2. **Convert the SQL** to PostgreSQL format using tools like [pgloader](https://github.com/dimitri/pgloader) or custom scripts.

3. **Import into PostgreSQL** using psql:
   ```bash
   psql -d database_name -f converted_data.sql
   ```

### ETL process

For more complex migrations, an Extract-Transform-Load (ETL) process offers greater control:

1. **Extract** data from MySQL into an intermediate format (CSV, JSON, etc.).
2. **Transform** the data to match PostgreSQL's requirements (data types, constraints, etc.).
3. **Load** the transformed data into PostgreSQL.

### Replication-based migration

For minimal downtime, consider a replication-based approach:

1. **Set up initial data copy** using tools like pgloader or AWS DMS.
2. **Establish ongoing replication** from MySQL to PostgreSQL using tools likes [Debezium](https://debezium.io/).
3. **Validate data consistency** between the systems.
4. **Cut over** to PostgreSQL when ready.

### Cloud migration services

Cloud providers offer specialized services for database migration:

- **AWS Database Migration Service**
- **Google Cloud Database Migration Service**
- **Azure Database Migration Service**

### Handling large datasets

For very large databases, consider these additional strategies:

- **Partitioned Migration**: Migrate data in chunks based on logical partitions.
- **Parallel Processing**: Use multiple threads or processes for data extraction and loading.
- **Incremental Migration**: Migrate historical data first, then recent data during cutover.
- **Data Validation**: Implement checksums or row counts to verify migration completeness.

## Application code changes

### SQL syntax differences

- **String Concatenation**: MySQL uses `CONCAT()` function, PostgreSQL uses `||` operator.
- **Date Functions**: Functions like `DATE_ADD()` in MySQL become `date + interval` in PostgreSQL.
- **LIMIT/OFFSET**: MySQL uses `LIMIT x,y` while PostgreSQL uses `LIMIT y OFFSET x`.
- **Group By Handling**: PostgreSQL requires all non-aggregated columns in the SELECT list to appear in the GROUP BY clause.
- **Boolean Values**: MySQL uses 0/1, PostgreSQL uses true/false.
- **REPLACE INTO**: PostgreSQL doesn't support this MySQL shorthand; use DELETE + INSERT or upsert with ON CONFLICT.

### Connection string

- **Connection Libraries**: Some libraries are database-specific and need replacement.
- **Connection Strings**: Format differs between MySQL and PostgreSQL.
- **Connection Pooling**: Configuration parameters differ between systems.
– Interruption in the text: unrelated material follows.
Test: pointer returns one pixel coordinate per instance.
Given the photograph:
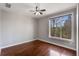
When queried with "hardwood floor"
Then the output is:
(37, 48)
Example MySQL connection string:

```java
mysql://user:password@host:3306/database
```

Equivalent PostgreSQL connection string:

```java
postgresql://user:password@host:5432/database
```

### ORM configurations

- **Dialect Configuration**: Change the database dialect to PostgreSQL.
- **Type Mappings**: Update custom type mappings to match PostgreSQL types.
- **Query Generation**: Some ORMs generate different SQL for different databases.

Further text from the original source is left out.